FIgure 2. Quality measured in terms of PESQ vs performance quantified by the EER of the watermark detection for two commonly used watermarking techniques, spread-spread spectrum and time-spread echo, in the presence of call-path signal modifications (downsampling, codec at 8 kbps and noise gating).
FIgure 3. Quality measured in terms of PESQ vs performance quantified by the EER of the watermark detection for two commonly used watermarking techniques, spread-spread spectrum and time-spread echo, in the presence of deliberate signal modifications (additive white Gaussian noise and resampling).
Deepfake speech poses a risk to contact centers where it may be used to bypass voice-based authentication or impersonation in account takeover attempts.
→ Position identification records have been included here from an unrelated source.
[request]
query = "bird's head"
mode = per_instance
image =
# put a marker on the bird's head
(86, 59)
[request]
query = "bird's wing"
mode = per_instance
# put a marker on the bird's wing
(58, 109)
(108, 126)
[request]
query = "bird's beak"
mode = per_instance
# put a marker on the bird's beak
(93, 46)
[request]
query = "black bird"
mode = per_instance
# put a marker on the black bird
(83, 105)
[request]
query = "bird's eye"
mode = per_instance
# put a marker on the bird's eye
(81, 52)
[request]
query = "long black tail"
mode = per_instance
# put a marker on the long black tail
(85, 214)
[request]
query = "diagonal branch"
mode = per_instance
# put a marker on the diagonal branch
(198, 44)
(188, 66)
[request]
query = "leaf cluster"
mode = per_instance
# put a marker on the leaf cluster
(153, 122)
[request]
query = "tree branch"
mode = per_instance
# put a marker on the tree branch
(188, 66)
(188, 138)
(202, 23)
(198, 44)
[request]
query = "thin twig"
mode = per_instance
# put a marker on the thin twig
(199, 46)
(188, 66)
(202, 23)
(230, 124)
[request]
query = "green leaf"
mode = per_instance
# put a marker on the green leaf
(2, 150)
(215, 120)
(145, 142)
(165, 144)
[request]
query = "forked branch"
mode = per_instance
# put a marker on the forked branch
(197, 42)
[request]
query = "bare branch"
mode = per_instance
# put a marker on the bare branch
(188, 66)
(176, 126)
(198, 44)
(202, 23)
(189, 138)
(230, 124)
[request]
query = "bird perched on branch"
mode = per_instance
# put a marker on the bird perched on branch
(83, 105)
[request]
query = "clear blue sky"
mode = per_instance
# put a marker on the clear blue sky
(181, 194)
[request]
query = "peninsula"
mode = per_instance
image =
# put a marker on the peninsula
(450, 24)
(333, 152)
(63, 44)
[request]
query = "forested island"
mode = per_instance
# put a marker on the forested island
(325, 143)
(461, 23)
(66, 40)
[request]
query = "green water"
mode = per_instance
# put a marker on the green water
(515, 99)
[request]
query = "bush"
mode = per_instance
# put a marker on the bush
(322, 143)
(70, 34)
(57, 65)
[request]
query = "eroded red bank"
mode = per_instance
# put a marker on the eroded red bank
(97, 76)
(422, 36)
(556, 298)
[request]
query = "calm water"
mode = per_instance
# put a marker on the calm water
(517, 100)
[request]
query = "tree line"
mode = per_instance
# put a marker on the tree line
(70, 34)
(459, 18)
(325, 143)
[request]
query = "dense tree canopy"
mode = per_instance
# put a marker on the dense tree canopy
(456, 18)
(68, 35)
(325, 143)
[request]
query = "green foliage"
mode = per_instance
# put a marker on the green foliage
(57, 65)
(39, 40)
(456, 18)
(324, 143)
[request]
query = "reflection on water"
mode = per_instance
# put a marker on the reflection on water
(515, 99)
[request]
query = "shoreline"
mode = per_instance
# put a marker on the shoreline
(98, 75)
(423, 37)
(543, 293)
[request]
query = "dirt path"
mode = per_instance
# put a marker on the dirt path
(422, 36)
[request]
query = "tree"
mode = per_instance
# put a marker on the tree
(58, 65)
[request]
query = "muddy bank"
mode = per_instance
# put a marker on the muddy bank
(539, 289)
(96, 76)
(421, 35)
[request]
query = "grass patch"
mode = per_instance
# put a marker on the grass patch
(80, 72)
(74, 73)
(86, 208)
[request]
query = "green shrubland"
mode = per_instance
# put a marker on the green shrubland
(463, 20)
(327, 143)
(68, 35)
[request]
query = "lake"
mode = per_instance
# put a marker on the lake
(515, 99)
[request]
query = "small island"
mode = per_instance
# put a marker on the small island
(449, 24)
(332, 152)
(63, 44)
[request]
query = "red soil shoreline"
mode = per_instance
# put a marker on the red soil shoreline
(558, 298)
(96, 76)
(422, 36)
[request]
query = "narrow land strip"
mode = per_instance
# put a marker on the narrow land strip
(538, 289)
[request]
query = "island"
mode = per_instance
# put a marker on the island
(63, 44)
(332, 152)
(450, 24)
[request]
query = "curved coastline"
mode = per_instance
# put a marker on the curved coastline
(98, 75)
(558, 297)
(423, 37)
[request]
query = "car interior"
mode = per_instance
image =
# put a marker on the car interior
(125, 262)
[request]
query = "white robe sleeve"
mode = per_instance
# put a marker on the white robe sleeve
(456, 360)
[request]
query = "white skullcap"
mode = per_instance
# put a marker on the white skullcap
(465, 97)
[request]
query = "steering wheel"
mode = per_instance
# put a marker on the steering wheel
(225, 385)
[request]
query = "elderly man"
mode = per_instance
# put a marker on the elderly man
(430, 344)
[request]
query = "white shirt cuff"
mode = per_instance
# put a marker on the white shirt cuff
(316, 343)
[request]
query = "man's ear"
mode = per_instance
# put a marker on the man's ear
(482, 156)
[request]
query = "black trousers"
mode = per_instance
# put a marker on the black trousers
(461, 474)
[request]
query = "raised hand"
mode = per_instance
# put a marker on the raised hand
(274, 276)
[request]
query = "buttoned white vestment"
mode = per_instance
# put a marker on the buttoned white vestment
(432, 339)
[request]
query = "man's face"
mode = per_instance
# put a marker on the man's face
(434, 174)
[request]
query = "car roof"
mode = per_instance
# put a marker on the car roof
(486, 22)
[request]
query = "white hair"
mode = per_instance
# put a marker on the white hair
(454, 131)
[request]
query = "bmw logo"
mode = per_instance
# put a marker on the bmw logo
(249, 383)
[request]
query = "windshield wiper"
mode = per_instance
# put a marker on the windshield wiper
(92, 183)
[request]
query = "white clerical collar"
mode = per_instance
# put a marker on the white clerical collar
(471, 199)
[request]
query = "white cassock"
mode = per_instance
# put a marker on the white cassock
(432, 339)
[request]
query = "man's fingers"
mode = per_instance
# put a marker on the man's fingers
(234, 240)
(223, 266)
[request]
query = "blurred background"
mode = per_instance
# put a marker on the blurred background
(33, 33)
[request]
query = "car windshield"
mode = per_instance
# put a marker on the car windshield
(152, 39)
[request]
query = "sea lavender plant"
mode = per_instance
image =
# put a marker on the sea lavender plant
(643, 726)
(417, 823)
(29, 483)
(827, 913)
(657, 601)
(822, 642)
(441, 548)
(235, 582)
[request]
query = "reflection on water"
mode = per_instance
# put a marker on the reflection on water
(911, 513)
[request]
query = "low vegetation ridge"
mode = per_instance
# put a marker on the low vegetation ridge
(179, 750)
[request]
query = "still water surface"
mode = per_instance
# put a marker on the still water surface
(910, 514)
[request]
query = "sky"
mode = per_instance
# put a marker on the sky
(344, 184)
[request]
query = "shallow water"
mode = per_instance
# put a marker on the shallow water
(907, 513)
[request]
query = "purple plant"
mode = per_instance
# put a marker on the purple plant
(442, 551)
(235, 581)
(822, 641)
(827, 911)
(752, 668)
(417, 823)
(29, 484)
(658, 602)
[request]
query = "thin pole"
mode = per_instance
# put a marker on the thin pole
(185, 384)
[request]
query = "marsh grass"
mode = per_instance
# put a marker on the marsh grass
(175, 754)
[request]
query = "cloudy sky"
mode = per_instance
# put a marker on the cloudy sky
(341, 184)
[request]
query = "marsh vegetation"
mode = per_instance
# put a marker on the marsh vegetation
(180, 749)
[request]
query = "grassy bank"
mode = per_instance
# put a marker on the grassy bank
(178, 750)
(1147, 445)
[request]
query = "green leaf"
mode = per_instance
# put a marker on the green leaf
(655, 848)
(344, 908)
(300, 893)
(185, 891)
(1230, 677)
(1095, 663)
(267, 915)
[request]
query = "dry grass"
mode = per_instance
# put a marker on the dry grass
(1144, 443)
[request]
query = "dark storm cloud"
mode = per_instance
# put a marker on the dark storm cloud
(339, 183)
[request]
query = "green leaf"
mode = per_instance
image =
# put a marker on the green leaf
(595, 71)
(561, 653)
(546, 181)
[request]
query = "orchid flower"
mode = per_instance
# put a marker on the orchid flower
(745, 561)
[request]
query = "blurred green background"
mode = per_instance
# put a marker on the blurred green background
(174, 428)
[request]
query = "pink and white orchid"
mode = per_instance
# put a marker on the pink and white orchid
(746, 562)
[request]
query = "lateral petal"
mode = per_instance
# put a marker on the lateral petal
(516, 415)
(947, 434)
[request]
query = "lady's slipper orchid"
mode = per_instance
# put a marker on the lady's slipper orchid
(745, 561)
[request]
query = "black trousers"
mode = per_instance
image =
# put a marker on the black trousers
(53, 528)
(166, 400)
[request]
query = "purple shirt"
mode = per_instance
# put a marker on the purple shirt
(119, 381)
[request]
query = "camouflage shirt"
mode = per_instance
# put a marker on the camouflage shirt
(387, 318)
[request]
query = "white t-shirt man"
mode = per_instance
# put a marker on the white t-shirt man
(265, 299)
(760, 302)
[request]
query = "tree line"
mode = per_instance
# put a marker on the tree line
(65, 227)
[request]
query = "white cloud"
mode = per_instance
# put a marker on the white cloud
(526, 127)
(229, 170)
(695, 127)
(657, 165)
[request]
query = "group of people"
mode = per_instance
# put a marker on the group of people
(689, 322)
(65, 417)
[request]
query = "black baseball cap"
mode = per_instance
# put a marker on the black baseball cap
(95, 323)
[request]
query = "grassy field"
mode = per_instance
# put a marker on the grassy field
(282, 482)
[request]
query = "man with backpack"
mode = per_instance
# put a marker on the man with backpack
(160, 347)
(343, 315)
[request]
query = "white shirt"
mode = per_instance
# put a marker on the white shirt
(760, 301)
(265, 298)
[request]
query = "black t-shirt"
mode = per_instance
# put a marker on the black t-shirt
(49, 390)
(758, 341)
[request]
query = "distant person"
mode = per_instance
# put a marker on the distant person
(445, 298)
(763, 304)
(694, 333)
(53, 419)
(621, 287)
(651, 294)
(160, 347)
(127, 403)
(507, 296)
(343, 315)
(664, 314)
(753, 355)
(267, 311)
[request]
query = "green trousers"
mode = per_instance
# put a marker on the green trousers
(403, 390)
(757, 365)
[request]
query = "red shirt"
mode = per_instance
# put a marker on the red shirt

Watermarking could be a good step towards the protection from malicious use of deepfake speech. However, as opposed to previous applications in, for example, music, watermarking that is robust to acoustic and phone channel degradations is a challenge that must be overcome. Moreover, there is an underlying assumption that watermarking can be enforced for all synthetic content, which may not be realistic beyond commercial TTS providers.
Therefore, the sole use of watermarking will likely not be enough and it is preferable to combine this with other sophisticated tools for synthetic speech detection.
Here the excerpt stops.